A bagel with lox and a nice schmear of cream cheese may be, to some, the essence of Ashkenazi food, but it is actually more of what one might call nuevo-Jewish cuisine. It’s not all that traditional, and it’s not all that old because most Jews in Europe did not have access to salmon. The Jews of the shtetel were much more likely to have eaten carp (think gefilte fish) or herring.

For Eastern European Jews, many of whom were poor, fish was an important part of their diet because it was inexpensive. Fish had two other significant benefits. One, that it was pareve and could be eaten at a milk meal or a meat meal (although it is customary not to eat meat and fish together). Second, fish, when cured rather than cooked, does not need the same strict level of supervision as does meat.

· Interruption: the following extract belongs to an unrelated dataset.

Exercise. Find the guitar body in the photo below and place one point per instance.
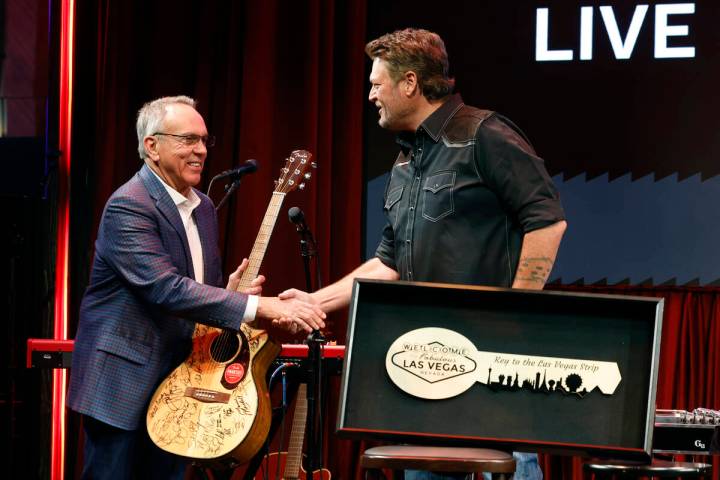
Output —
(273, 467)
(215, 406)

Lox became popular in the United States, where the Pacific Northwest offered an abundant supply of salmon. The best way of transporting the salmon was by curing it in a salt brine…and thus Lox (which is “lachs” in German and “laks” in Yiddish). With the invention of refrigeration, the demand shifted from lox, which is heavily salted, to smoked salmon, which is similar, but different.

There are several different types of cured salmon that the general public refer to simply as lox. Real lox is salted in brine and not smoked. Nova Lox originally referred to lox made with fish from Nova Scotia, but is not a reference to lox made with a milder brine. And finally, smoked salmon, which is less salty and more popular, is slowly smoked at low temperatures.